Donnerstag, 23. Mai 2024

Der Rattenfänger, neu erzählt

Eines Tages kam ein Fremder in eine kleine, unauffällige, für nichts besonders bekannte Stadt und bot den Bewohnern seine Hilfe an. Er hatte gehört, dass die Stadt schon seit geraumer Zeit unter einer Plage litt – Ratten hatten sich in rauen Mengen breit gemacht, und die Bewohner (die den Aberglauben nicht scheuten), sahen darin ein dunkles Vorzeichen, vielleicht einen Fluch, sie beteten dagegen an, doch es half nichts.

Der Fremde, ein Nagetierexperte, sah dagegen die Gefahr einer Seuche und bat um Erlaubnis, sich um die Ratten zu kümmern. Die Bewohner waren skeptisch (sie waren gegenüber allem Fremden skeptisch), doch in ihrer Not willigten sie ein und versprachen dem Mann eine reiche Belohnung, sollte er die Nager tatsächlich aus der Stadt bekommen.

Ohne Zeit zu verlieren, machte sich der Fremde an die Arbeit, er holte sein Instrument aus dem Koffer und bediente die Tasten. In jahrelanger, akribischer Forschung hatte er herausgefunden, dass die Nagetiere auf eine bestimmte Tonfolge hypnotisch ansprachen und ihrer Quelle folgten; das Lockinstrument war mit Lautsprechern an seinem Wagen verbunden, und so gelang es, sämtliche Ratten auf die Ladefläche zu treiben und aus der Stadt zu führen, in ein weit entferntes Forschungszentrum, wo ihr Verhalten weiter untersucht wurde.

Als der Fremde zurück in die Stadt kehrte, um sich seine Belohnung abzuholen, schlug ihm jedoch nur Ignoranz und Ablehnung entgegen. Dass er die Bewohner und ihre Kinder vor einer Epidemie bewahrt hatte, schien kein Mensch mehr zu glauben. Auch an eine versprochene Belohnung wollte sich niemand mehr erinnern, und diese technischen Spielereien des Fremden wolle man hier nicht noch mal sehen. Nach Meinung der Bewohner wäre die Plage von ganz allein weggegangen, da sie lange und fest genug dafür gebetet hatten.

Der Fremde war entsetzt; die Leugnung aller Tatsachen, die kollektive Lüge, der fehlende Dank, das alles erschauderte ihn. Und in dem Moment verstand er, dass die Stadt verloren war. Wer in so einem Klima aufwuchs, hatte keine Aussicht, keine Chance auf ein gesundes, aufgeklärtes Leben. Er dachte an die armen Kinder, ihre Zukunft, er war besorgt. Und er beschloss, zumindest sie zu retten, vor den eigenen Eltern, denen nicht mehr zu helfen war.

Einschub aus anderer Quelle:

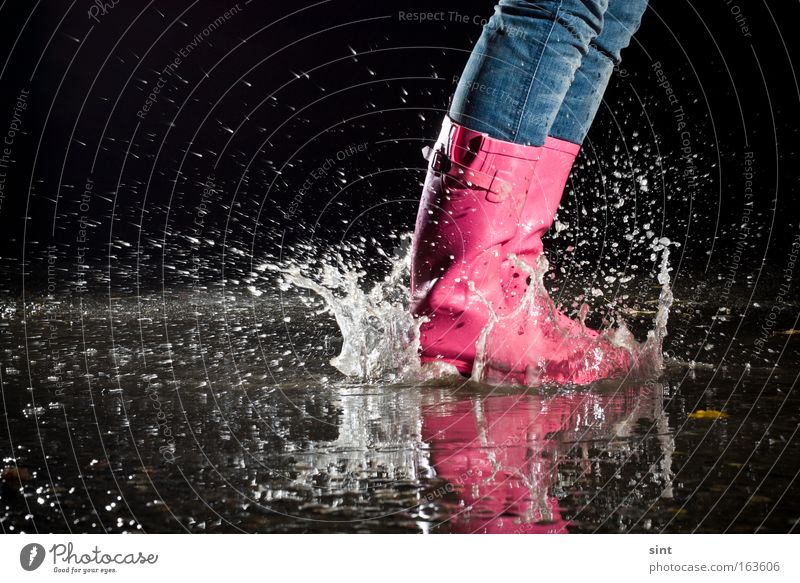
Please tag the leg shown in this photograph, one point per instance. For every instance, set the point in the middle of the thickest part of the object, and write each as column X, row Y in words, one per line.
column 495, row 179
column 620, row 22
column 521, row 68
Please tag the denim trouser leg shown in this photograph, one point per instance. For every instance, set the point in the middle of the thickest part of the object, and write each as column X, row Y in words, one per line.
column 621, row 20
column 540, row 68
column 522, row 66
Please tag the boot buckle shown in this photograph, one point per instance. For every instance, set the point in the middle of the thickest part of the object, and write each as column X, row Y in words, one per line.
column 438, row 158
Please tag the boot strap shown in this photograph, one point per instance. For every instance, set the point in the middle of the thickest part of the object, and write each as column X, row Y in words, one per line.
column 497, row 189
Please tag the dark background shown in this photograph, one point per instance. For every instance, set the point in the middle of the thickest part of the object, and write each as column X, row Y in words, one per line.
column 279, row 88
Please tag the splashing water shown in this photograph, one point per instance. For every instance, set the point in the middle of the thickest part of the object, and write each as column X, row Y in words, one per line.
column 381, row 337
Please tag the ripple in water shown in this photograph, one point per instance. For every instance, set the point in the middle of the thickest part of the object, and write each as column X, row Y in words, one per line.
column 381, row 337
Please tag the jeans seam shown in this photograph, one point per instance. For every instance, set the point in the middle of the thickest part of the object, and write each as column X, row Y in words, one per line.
column 533, row 76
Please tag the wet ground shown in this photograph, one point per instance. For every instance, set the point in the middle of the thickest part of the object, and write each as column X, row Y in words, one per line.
column 194, row 413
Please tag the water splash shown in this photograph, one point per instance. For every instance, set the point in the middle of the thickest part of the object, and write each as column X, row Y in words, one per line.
column 381, row 337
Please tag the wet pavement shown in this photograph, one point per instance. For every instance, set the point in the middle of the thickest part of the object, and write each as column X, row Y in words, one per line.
column 170, row 413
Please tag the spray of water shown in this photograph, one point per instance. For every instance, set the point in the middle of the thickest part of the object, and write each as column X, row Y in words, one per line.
column 381, row 337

Wochen später, als die Bewohner in der Vorbereitung für das alljährliche Fest steckten und sich niemand um die Kinder kümmerte, kam der Fremder wieder und versprach den Kleinen, sie von hier fortzuschaffen. Heimlich brachte er so viele von ihnen wie möglich auf die Ladefläche seines Wagens und fuhr sie aus der Stadt, brachte sie in eine sichere, weit entfernte Einrichtung, wo man sich liebevoll um sie kümmerte, und nach und nach ans Licht kam, was in der Stadt zu lange verborgen blieb.

Der Fremde war danach nicht mehr gesehen. Es heißt, er litt unter dem Wissen, dass er nicht alle retten konnte; denn ein paar Kinder blieben in der Stadt zurück; sie waren bereits blind und taub für jede Hilfe, und unvermeidlich würden sie das Verhalten ihrer Eltern übernehmen, würden es den eigenen Kindern weitergeben, und auf ewig würde die Stadt kaputt und verlogen und skeptisch gegenüber allem Fremden bleiben.